A few weeks ago, tens of thousands of Netflix users were greeted with an unexpected screen message. “If you don’t live with the owner of this account,” it began, “you need your own account to keep watching.” It helpfully punctuated the notice with a Netflix sign-up button.
When I heard this, I knew exactly what was happening; Netflix was going to address password sharing.
Password sharing is ubiquitous at Netflix, with some estimating that as many as 25% of viewers are using someone else’s account. And for years Netflix has turned a blind eye toward it. This is no casual decision, since with more than 200,000,000 subscribers worldwide, each paying an average of $10 a month, Netflix is probably leaving billions of dollars on the table.
For years, and alone among the major streamers, Netflix made the choice that it would prefer to be the company that everyone watches, rather than the company that everyone pays for.
What is particularly surprising about this decision is not that Netflix has decided to chase down incremental revenue, but that it is violating a cultural principle that I put in place starting the day we shipped our first DVD by mail back in 1998:
“Always make it easier for most customers to be honest, rather than make it harder for some of them to be dishonest.”
Simply put, protecting yourself from the small subset of people who may choose to take advantage of you, simply makes it harder for the vast majority of people who are trustworthy. And since at heart, I believe that most people want to do the right thing, that strategy has always worked well for me.
My first job in Silicon Valley was with Borland International, a major (at the time – this was 1988) software company competing with Microsoft. I was brought in to run their direct sales, which at the time solely sold “upgrades” to existing owners. Sales were infinitesimal, and it didn’t take long to figure out why; Borland was making customers prove they were eligible, either by sending in one of their discs (yes, software came on discs back then) or a page from their manual (and yes, software was sold with a paper manual). Who was going to do that?
It was such an unnecessary step. We had their registration information. We knew most people were eligible for the upgrade. This was being done with the misguided intention of preventing even a single person from scamming them. But by putting up a barrier to prevent the handful of dishonest people from scamming them, they were forcing the much greater number of honest customers to climb over that barrier as well.
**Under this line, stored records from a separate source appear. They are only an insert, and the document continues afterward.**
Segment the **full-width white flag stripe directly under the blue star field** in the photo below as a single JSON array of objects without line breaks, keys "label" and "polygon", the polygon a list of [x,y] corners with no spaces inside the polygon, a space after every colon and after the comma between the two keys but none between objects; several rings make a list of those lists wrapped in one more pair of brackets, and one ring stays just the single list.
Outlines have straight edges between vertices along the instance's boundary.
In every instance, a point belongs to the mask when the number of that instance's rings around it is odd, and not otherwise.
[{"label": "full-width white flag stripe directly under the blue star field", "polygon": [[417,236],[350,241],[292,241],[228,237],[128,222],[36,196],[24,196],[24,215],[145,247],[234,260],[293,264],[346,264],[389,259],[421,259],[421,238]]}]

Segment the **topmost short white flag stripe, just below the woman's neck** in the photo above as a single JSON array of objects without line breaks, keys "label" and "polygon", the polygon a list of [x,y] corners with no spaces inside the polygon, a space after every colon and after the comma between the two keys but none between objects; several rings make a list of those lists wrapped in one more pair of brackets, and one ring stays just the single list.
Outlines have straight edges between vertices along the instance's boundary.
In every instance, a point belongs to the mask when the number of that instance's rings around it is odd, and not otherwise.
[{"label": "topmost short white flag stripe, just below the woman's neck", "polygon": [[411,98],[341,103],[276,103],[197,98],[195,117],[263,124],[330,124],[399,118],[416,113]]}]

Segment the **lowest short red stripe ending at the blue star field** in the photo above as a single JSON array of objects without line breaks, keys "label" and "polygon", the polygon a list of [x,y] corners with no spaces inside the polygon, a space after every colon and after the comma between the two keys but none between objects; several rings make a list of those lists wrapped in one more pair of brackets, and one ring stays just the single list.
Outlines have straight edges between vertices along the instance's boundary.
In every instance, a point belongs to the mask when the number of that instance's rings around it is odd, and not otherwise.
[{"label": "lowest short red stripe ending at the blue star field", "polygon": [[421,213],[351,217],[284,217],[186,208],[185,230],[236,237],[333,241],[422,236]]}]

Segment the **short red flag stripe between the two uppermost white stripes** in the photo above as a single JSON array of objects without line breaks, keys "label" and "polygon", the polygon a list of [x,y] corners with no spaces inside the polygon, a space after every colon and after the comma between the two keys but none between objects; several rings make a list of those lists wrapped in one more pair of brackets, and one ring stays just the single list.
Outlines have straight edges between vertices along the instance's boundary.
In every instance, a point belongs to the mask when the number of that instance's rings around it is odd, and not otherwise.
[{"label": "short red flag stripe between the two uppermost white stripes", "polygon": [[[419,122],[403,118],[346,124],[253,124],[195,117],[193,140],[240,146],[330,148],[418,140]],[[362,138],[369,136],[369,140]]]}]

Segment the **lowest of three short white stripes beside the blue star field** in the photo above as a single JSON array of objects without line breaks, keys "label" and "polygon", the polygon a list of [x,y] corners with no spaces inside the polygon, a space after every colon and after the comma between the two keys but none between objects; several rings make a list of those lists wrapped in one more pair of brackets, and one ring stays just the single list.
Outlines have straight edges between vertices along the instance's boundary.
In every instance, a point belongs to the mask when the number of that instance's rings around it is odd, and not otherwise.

Within months of putting in place a trust-based approach, the number of scams probably did go up a bit, but the number of honest customers upgrading their software went up a thousandfold, and within just a few years Borland became one of the largest direct sellers of software in the world.
But I wasn’t the only one believing in trusting customers. In 1997, my Netflix co-founder Reed Hastings and I found ourselves pitching our Series A to Benchmark Capital. I have no recollection of how the pitch went, but I’ll never forget standing in the lobby afterward, hearing Bob Kagle tell us about this $7mm investment he had just made in a company called eBay, that “get this …” he said, “actually trusts that strangers – total strangers – will ship out the products they have been paid in advance for”.
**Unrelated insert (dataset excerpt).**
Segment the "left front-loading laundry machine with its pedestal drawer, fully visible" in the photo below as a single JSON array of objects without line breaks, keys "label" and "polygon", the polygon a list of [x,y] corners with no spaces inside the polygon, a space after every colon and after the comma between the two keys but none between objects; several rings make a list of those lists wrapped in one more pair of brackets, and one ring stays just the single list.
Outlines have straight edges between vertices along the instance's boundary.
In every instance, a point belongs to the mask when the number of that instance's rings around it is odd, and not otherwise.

(And for what it’s worth, that investment, in a tiny company that trusted its customers, ended up being worth more than 5 billion dollars and is sometimes referred to as the best venture investment in Silicon Valley history).
There’s a long list of companies that have found tremendous success in believing in the goodness of people. See if you recognize either of these crazy ideas:
– Let a stranger – who you’ve never met – stay in your spare bedroom. And conversely, trust that when you show up in a location far from home, the room that you’re renting from another stranger will be safe, comfortable, and exactly as described.
– Let a stranger – who you’ve never met – pick you up in their car and drive you somewhere. And conversely, trust that the person you let into your car for a ride wants nothing more than to get taken safely to their destination.
Even Netflix, which started out shipping DVDs, relied on trust for years. Shipping hundreds of thousands of DVDs back and forth, it was inevitable that some were going to be lost in transit. So when a customer called to report that a disc hadn’t arrived, we didn’t try to figure out if they were scamming us – we just shipped a new one. Did that mean that some people took advantage of us, kept the disc, and reported it lost? Or course. But the vast majority of our customers – the honest ones – were delighted that we made it so easy for them.
Netflix still bases its HR practices on a version of this trust. They trust employees to decide for themselves when and how much vacation to take. They trust them to spend whatever is needed without pre-approval, or to travel in whatever manner is appropriate without travel guidelines. Rather than protecting itself from the few employees who might take advantage of the company, why not just make it easier to get things done for the ones who won’t.
Password sharing is another version of the same thing, something Reed Hastings clearly recognized when, in an analysts’ call in 2016, he said password sharing was “something you have to learn to live with, because there’s so much legitimate sharing go on.”
Some have described the current home-screen message as just a “warning shot”, and I hope that is the case. Netflix shouldn’t let themselves be drawn into erecting barriers against fraud that will end up inconveniencing all the rest of us who want to deal honestly with them. It’s hard enough to navigate the UIs of streaming services, without also having to deal with two-factor authentication or whatever convoluted mechanism they ultimately come up with.
And if Apple and Amazon can give away virtually 100% of their subscriptions for free – then Netflix can certainly afford to give away a quarter of them.